Model Architecture - Relevant: Mixture-of-Experts (MoE), Transformers, Conditional/Dynamic Networks, Autoencoders, analysis/innovations on existing architectures. - Irrelevant: Merely using existing architectures for a certain task without insights into the structure themselves.
Model Compression and Efficiency - Relevant: Sparsity, pruning, quantization, low-rank approaches, cache, or other algorithmic/theoretical efficiency breakthroughs. - Irrelevant: Straightforward applications of existing compression methods to new tasks.
High Performance Computing - Relevant: Algorithmic or systems-level innovations enabling training of large-scale models, distributed training techniques, memory optimization. - Irrelevant: Incremental engineering improvements without novel algorithmic contributions.

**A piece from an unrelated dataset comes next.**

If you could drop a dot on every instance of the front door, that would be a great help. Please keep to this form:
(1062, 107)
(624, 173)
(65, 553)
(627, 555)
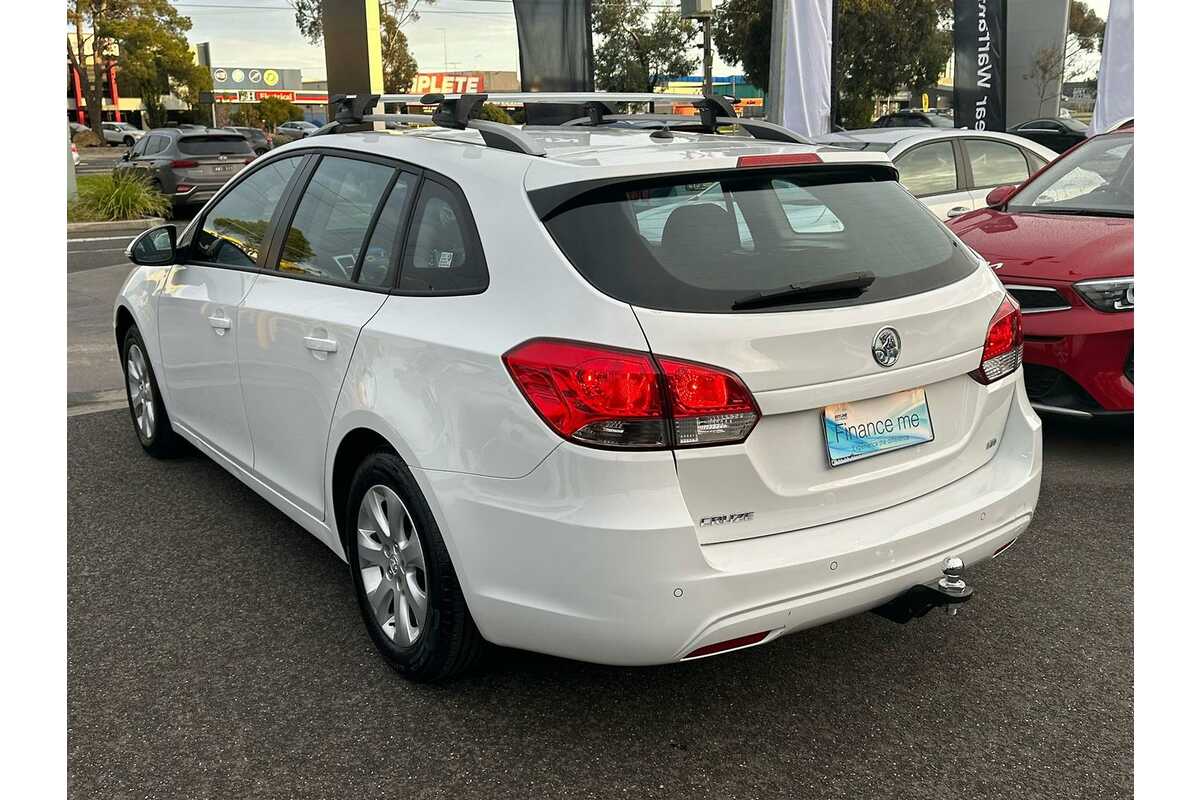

Representation Learning - Relevant: Insights into how deep networks encode information, feature/dictionary learning, sparse/contrastive methods, training dynamics in neural networks. - Irrelevant: Standard applications of known techniques lacking new theoretical or methodological contributions.
Keywords:
- Relevant: Mixture of Experts (MoE), Representation Learning, Compression/Efficiency, Sparse/Sparsity, Pruning, Quantization, Low-rank, Foundation Model, etc.
- Irrelevant: Reinforcement Learning, Transfer Learning, Federated Learning, Online Learning, Diffusion Models, etc.
- Application: Image Segmentation, Medical Imaging, 3D Vision, Video Understanding, Information Retrieval, Summarization, Recommendation Systems, Machine Translation, Speech Recognition, Signal Processing, Spatial/Temporal Modeling, Time Series, Knowledge Graph, etc.